DirectX Video Acceleration
DirectX Video Acceleration (DXVA) is a Microsoft API specification for the Microsoft Windows and Xbox 360 platforms that allows video decoding to be hardware-accelerated. The pipeline allows certain CPU-intensive operations such as iDCT, motion compensation and deinterlacing to be offloaded to the GPU. DXVA 2.0 allows more operations, including video capturing and processing operations, to be hardware-accelerated as well.
DXVA works in conjunction with the video rendering model used by the video card. DXVA 1.0, which was introduced as a standardized API with Windows 2000 and is currently available on Windows 98 or later, can use either the overlay rendering mode or VMR 7/9. DXVA 2.0, available only on Windows Vista, Windows 7, Windows 8 and later OSs, integrates with Media Foundation (MF) and uses the Enhanced Video Renderer (EVR) present in MF.

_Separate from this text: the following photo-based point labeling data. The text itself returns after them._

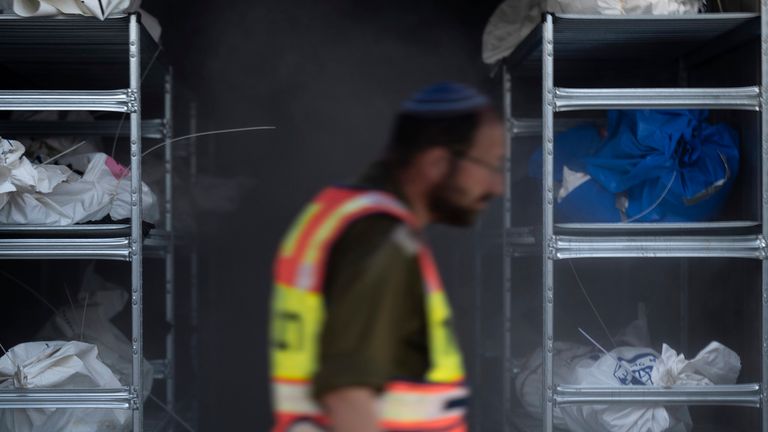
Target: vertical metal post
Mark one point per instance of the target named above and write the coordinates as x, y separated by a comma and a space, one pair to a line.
137, 349
684, 299
194, 286
764, 207
170, 338
507, 385
548, 92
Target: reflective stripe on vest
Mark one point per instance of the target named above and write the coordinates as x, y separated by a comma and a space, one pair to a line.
298, 313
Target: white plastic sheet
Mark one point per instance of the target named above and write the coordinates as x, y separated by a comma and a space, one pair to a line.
89, 320
58, 365
35, 194
100, 9
513, 20
715, 364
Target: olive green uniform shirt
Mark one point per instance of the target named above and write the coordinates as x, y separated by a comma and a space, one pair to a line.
375, 328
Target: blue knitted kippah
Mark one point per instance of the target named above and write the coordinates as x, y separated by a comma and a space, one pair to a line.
444, 98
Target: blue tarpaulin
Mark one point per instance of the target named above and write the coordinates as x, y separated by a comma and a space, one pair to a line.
653, 165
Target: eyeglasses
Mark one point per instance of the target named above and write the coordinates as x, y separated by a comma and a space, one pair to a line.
495, 169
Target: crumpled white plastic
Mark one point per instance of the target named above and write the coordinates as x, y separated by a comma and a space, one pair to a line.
89, 320
58, 365
35, 194
513, 20
715, 364
567, 357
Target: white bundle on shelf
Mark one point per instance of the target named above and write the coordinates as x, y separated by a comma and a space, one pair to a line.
90, 320
58, 365
513, 20
100, 9
54, 195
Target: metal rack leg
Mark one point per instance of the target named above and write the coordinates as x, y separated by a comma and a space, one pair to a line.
507, 257
548, 222
764, 169
685, 287
136, 225
170, 338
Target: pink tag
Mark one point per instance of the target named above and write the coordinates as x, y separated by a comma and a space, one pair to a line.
116, 169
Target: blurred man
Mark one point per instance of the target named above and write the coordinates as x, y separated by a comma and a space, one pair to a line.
361, 328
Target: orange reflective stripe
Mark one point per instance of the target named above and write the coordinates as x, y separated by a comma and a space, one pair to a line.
325, 203
423, 388
439, 425
320, 266
429, 270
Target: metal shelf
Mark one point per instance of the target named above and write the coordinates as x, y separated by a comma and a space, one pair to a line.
69, 100
722, 395
737, 98
76, 398
746, 246
58, 248
529, 127
623, 41
102, 128
84, 52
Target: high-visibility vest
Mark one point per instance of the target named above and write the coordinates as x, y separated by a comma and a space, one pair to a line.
435, 403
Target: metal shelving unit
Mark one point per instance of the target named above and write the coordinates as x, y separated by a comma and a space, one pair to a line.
632, 39
114, 45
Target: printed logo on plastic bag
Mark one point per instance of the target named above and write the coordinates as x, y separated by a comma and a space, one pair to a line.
640, 366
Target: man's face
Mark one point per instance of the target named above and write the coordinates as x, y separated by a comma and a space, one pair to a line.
476, 178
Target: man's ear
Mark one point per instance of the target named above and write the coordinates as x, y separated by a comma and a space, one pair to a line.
433, 164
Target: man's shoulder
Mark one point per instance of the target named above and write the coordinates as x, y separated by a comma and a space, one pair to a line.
377, 232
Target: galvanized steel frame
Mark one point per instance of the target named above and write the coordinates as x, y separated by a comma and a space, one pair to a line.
764, 194
568, 247
137, 324
548, 269
170, 338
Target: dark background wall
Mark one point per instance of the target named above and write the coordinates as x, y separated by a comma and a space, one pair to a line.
329, 76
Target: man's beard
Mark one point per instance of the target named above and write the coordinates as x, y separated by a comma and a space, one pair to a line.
449, 204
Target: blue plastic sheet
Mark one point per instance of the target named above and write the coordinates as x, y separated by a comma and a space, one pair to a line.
665, 165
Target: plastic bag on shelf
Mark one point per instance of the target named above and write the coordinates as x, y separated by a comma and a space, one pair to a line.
90, 321
36, 194
566, 357
653, 166
58, 365
715, 364
100, 9
513, 20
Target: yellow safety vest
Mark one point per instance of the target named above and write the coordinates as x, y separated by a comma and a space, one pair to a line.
435, 403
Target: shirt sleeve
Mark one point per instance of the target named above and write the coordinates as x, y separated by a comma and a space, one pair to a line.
374, 307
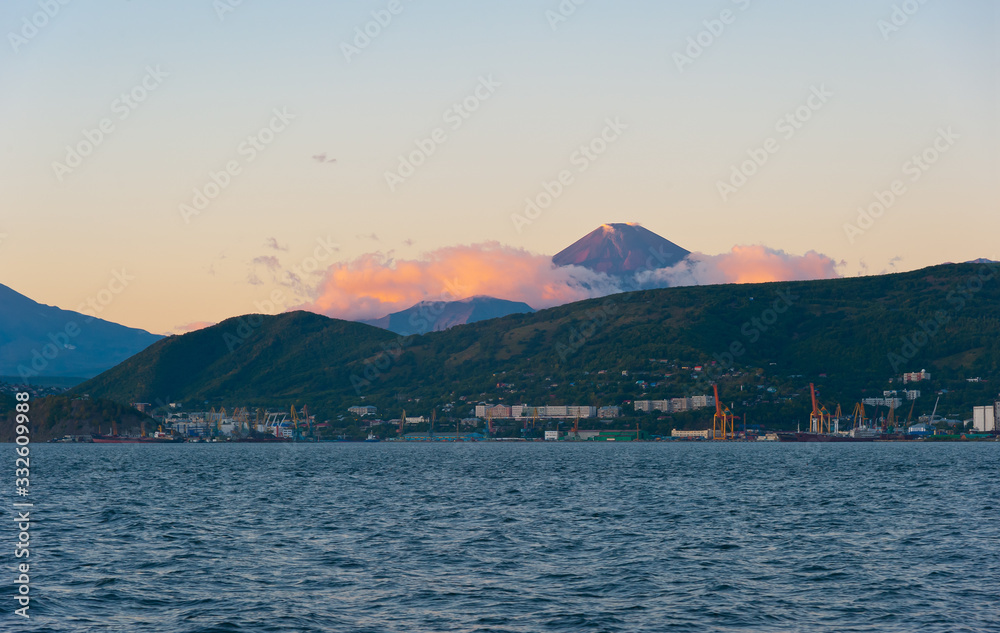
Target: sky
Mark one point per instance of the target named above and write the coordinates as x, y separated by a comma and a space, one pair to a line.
199, 159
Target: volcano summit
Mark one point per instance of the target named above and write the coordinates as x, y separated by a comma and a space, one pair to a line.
620, 249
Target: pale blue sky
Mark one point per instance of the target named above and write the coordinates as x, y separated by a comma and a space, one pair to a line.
609, 59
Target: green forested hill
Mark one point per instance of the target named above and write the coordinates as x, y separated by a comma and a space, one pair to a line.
850, 336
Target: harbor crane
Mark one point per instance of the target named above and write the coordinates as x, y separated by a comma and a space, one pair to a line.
723, 421
819, 418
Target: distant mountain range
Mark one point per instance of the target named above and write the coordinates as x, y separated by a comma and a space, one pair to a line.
434, 316
38, 340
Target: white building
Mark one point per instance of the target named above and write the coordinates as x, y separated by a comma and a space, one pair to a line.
706, 434
984, 419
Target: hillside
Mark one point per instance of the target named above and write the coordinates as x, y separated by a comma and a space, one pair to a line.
841, 334
56, 416
41, 340
253, 359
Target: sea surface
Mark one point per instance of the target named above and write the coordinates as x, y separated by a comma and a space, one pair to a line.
511, 537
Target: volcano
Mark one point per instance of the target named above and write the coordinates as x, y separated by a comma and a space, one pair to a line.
621, 249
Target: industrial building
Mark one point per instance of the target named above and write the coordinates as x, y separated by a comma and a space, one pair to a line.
675, 405
689, 435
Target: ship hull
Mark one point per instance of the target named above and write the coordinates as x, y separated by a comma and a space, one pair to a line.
119, 439
821, 437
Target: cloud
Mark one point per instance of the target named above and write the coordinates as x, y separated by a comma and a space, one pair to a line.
743, 264
268, 261
272, 243
376, 284
191, 327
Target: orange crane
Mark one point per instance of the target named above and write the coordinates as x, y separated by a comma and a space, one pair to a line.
859, 415
723, 418
817, 415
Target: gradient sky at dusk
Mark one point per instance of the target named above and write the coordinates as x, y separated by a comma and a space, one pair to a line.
60, 240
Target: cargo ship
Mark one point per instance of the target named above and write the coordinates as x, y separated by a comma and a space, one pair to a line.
157, 438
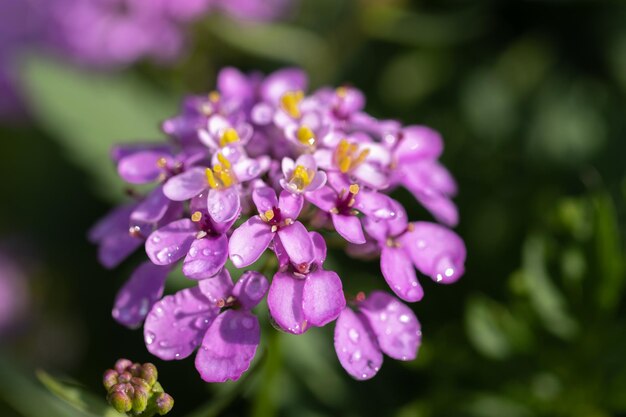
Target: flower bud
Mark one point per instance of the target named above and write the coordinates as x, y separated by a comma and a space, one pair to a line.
149, 373
164, 403
120, 401
109, 379
122, 364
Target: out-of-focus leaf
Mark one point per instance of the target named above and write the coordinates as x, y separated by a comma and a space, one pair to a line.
88, 113
609, 251
30, 399
77, 396
493, 330
488, 405
277, 41
545, 297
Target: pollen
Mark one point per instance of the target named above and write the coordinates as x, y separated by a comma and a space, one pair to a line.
290, 101
301, 178
306, 136
230, 135
348, 156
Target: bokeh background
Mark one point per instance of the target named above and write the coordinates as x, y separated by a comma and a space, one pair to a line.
530, 98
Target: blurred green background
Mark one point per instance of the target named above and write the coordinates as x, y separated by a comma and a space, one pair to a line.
530, 98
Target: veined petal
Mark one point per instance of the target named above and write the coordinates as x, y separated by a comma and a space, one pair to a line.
249, 241
400, 274
186, 185
250, 289
284, 301
141, 167
349, 227
228, 346
356, 347
152, 208
206, 257
323, 297
264, 199
177, 324
134, 300
170, 243
297, 243
394, 324
223, 205
290, 204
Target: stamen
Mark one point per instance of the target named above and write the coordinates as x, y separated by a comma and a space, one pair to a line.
290, 101
230, 135
306, 136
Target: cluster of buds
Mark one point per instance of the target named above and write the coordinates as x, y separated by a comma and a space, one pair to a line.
133, 388
259, 167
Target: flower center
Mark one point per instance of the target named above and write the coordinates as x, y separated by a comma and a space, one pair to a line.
345, 201
348, 156
229, 136
306, 136
301, 178
274, 218
290, 101
220, 176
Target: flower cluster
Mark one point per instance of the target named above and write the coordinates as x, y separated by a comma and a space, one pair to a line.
259, 167
133, 388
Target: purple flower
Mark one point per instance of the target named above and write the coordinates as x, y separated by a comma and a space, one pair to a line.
276, 219
382, 324
215, 316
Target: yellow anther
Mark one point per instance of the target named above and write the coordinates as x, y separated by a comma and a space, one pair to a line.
348, 157
290, 101
214, 96
301, 177
211, 178
306, 136
162, 162
223, 161
229, 136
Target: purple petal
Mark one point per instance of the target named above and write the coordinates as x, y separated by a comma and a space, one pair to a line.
356, 347
139, 293
325, 198
264, 199
400, 274
177, 323
186, 185
223, 205
284, 301
206, 257
217, 288
436, 251
394, 324
228, 346
249, 241
281, 82
322, 297
152, 208
349, 227
297, 242
418, 142
141, 167
170, 243
290, 204
250, 289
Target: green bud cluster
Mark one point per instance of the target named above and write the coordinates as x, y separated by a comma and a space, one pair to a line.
132, 388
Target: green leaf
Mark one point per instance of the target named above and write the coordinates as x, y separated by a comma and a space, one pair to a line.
88, 113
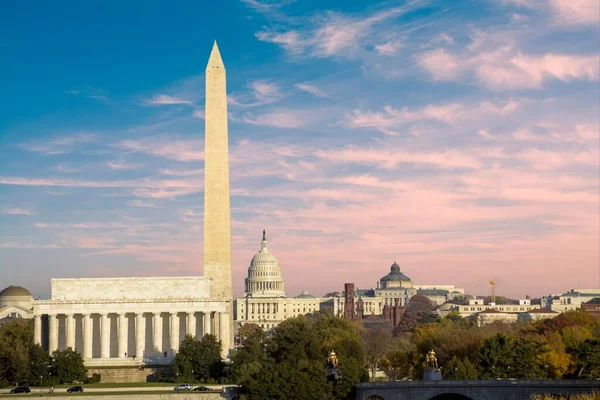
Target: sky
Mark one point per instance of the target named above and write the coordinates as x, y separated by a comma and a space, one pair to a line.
457, 138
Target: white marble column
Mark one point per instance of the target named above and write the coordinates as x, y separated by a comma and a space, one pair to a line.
157, 332
37, 330
174, 332
53, 333
224, 333
87, 336
191, 328
140, 335
206, 323
70, 325
123, 331
215, 325
104, 336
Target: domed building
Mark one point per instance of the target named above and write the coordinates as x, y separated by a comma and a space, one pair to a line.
264, 301
395, 279
16, 302
264, 275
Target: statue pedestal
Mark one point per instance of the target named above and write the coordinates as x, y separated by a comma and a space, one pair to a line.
432, 374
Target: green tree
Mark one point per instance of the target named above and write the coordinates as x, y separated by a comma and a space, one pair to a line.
39, 363
292, 365
67, 366
588, 359
496, 356
186, 358
528, 358
458, 368
376, 344
199, 359
396, 363
343, 337
15, 338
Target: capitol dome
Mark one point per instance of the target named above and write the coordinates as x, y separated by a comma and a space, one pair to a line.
395, 279
264, 276
16, 296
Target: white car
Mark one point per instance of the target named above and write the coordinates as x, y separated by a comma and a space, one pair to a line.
183, 386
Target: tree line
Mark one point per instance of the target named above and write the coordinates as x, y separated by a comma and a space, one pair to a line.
22, 362
290, 361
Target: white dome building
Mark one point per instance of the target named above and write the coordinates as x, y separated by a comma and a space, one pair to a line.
16, 302
264, 302
264, 275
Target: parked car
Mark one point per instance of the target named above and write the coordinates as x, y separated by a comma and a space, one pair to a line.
21, 389
183, 386
75, 389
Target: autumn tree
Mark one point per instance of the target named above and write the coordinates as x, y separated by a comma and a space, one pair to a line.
199, 359
376, 343
461, 368
67, 366
15, 339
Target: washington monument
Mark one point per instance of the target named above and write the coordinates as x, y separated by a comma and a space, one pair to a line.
217, 220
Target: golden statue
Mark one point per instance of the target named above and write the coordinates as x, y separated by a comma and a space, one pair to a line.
332, 360
431, 359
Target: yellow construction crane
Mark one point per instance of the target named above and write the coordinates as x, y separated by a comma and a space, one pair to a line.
493, 283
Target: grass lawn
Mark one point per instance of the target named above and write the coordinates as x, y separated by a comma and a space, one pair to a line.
36, 394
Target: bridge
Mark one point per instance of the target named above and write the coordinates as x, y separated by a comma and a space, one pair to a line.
471, 390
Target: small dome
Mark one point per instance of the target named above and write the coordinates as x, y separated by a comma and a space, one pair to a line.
15, 291
305, 295
264, 275
395, 274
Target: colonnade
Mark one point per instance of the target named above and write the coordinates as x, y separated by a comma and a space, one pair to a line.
256, 286
208, 324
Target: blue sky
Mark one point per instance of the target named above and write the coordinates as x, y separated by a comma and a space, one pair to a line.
459, 139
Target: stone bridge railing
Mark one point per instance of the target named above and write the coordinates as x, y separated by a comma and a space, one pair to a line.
471, 390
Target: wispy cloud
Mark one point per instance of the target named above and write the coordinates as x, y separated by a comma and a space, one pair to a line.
506, 67
278, 119
140, 203
389, 48
121, 164
312, 89
17, 211
334, 34
392, 120
164, 99
140, 188
90, 92
57, 145
569, 12
260, 92
165, 146
586, 12
384, 158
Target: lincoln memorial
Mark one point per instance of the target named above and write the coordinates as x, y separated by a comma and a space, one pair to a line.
128, 317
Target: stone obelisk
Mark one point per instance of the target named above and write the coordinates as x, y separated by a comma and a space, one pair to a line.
217, 220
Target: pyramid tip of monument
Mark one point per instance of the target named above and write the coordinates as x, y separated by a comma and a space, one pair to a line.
215, 57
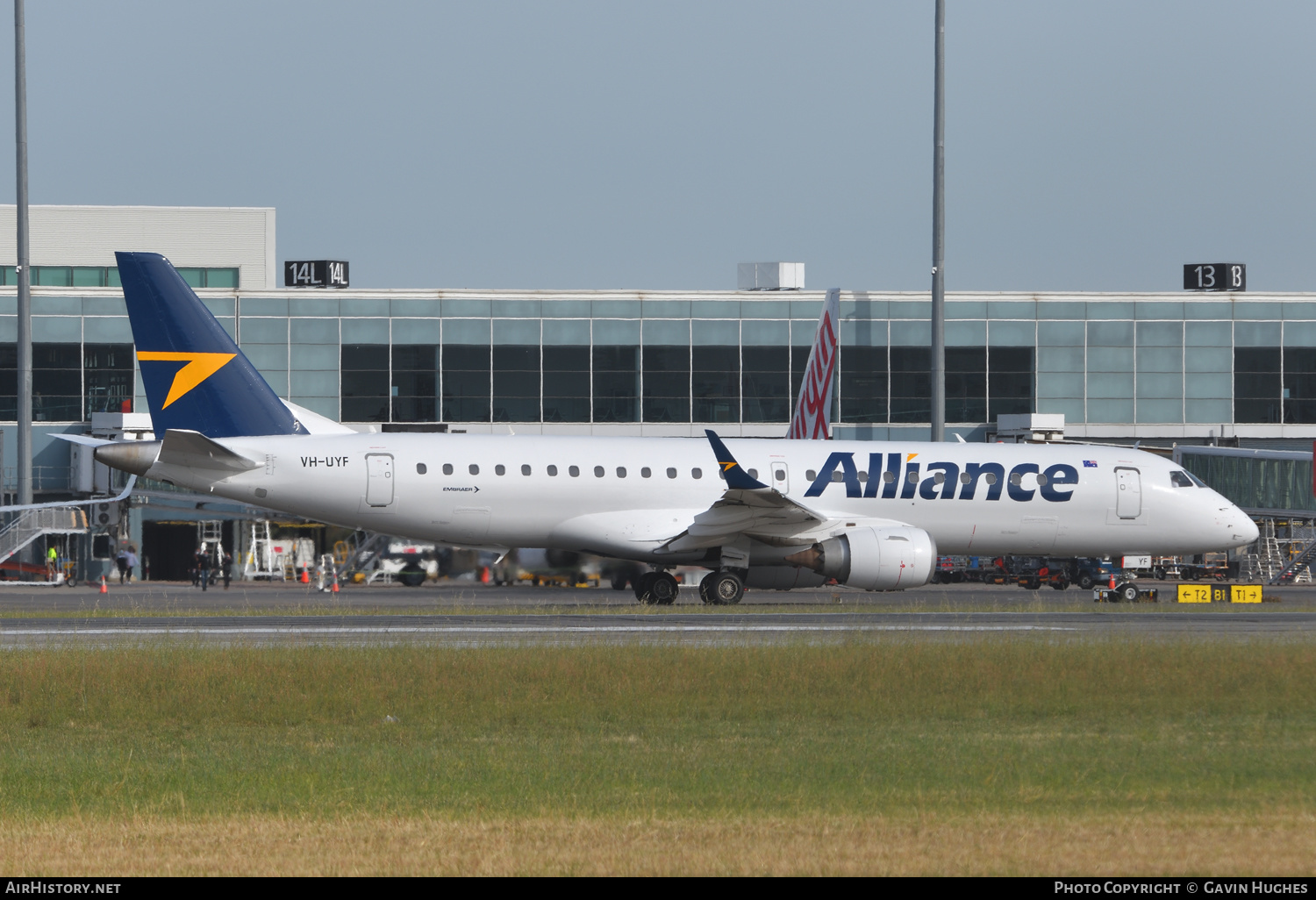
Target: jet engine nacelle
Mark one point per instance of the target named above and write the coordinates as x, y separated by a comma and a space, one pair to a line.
874, 558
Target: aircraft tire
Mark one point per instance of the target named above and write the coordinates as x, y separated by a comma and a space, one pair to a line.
726, 589
663, 589
644, 587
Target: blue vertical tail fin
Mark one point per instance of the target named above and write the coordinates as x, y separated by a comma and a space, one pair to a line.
195, 375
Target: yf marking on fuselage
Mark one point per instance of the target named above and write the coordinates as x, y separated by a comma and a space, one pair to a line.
329, 462
942, 479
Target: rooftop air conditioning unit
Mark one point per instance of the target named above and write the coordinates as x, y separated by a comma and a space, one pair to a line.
770, 276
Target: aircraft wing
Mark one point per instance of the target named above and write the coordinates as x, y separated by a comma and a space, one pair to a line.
747, 507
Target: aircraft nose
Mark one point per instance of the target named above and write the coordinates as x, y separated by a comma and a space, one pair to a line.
1241, 529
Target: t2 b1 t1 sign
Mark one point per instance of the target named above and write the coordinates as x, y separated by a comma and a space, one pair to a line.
1215, 276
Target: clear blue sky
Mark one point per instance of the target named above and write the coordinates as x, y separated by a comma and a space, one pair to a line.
654, 145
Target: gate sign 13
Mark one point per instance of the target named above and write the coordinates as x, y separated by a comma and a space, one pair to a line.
1215, 276
315, 273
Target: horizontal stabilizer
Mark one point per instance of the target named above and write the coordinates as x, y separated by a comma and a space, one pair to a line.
195, 450
86, 439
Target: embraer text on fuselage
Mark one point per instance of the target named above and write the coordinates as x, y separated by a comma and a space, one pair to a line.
898, 474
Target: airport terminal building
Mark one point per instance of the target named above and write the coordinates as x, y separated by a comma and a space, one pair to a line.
1189, 368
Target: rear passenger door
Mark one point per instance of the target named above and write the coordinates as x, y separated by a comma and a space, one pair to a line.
379, 479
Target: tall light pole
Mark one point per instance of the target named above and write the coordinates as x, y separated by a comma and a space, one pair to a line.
20, 108
939, 228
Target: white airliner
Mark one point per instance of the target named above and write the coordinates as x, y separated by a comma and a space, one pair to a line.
755, 511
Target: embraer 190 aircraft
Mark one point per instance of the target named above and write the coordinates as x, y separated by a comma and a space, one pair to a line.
755, 511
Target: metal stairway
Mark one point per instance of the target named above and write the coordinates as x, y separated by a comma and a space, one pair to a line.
31, 524
365, 546
1299, 562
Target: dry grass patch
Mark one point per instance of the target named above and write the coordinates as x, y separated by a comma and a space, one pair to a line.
987, 844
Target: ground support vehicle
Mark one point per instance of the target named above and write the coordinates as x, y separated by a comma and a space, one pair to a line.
1126, 592
1213, 568
1089, 571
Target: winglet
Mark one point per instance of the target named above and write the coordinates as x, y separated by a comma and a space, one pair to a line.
737, 478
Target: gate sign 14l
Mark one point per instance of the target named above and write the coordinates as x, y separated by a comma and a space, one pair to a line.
1215, 276
315, 273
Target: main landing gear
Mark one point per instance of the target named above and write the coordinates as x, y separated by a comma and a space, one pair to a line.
721, 587
657, 589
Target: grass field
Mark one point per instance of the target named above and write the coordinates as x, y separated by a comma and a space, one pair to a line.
916, 755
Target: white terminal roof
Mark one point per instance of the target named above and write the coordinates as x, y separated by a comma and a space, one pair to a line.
239, 237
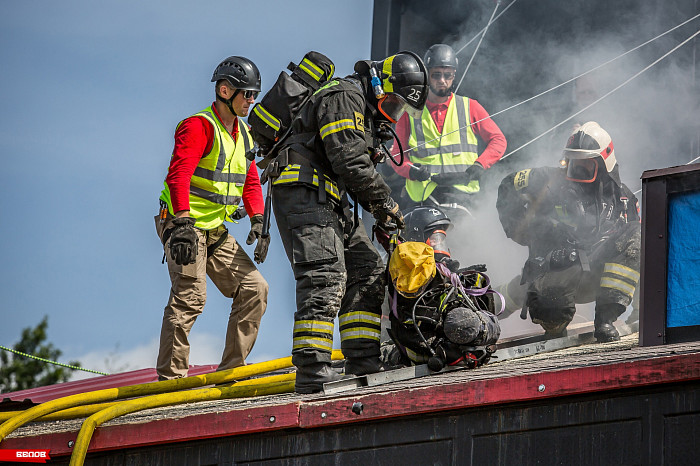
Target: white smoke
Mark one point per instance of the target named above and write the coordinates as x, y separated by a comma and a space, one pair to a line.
654, 120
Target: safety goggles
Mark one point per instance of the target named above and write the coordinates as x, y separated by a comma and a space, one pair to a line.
392, 106
582, 170
437, 75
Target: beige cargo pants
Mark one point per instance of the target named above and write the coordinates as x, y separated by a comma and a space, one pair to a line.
236, 276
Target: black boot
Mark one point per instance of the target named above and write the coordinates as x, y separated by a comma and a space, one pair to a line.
364, 366
554, 330
310, 378
605, 333
605, 315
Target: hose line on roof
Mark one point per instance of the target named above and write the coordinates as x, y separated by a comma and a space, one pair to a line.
88, 410
130, 391
272, 385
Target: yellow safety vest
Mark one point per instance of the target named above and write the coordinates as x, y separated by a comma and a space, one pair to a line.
453, 150
216, 186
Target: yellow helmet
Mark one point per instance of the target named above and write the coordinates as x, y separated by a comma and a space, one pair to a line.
412, 268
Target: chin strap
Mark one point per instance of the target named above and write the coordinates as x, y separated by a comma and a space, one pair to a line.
228, 102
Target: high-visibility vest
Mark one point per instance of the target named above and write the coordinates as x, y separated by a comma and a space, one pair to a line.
216, 186
453, 150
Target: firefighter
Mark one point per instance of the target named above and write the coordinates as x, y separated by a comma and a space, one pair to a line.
582, 227
208, 176
337, 269
443, 165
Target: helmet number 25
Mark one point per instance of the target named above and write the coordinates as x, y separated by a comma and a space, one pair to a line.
414, 95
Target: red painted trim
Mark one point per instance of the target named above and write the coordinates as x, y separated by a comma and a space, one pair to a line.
407, 402
476, 393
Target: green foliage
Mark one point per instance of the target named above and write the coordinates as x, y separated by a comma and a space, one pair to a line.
19, 372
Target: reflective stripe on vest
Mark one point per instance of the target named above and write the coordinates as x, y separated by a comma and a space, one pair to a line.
217, 184
453, 150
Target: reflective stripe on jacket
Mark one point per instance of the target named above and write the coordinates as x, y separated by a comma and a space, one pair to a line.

The DXVA is used by software video decoders to define a codec-specific pipeline for hardware-accelerated decoding and rendering of the codec. The pipeline starts at the CPU which is used for parsing the media stream and conversion to DXVA-compatible structures. DXVA specifies a set of operations that can be hardware-accelerated and device driver interfaces (DDIs) that the graphic driver can implement to accelerate the operations. If the codec needs to do any of the defined operations, it can use these interfaces to access the hardware-accelerated implementation of these operations. If the graphic driver does not implement one or more of the interfaces, it is up to the codec to provide a software fallback for it. The decoded video is handed over to the hardware video renderer, where further video post-processing might be applied to it before being rendered to the device. The resulting pipeline is usable in a DirectShow-compatible application.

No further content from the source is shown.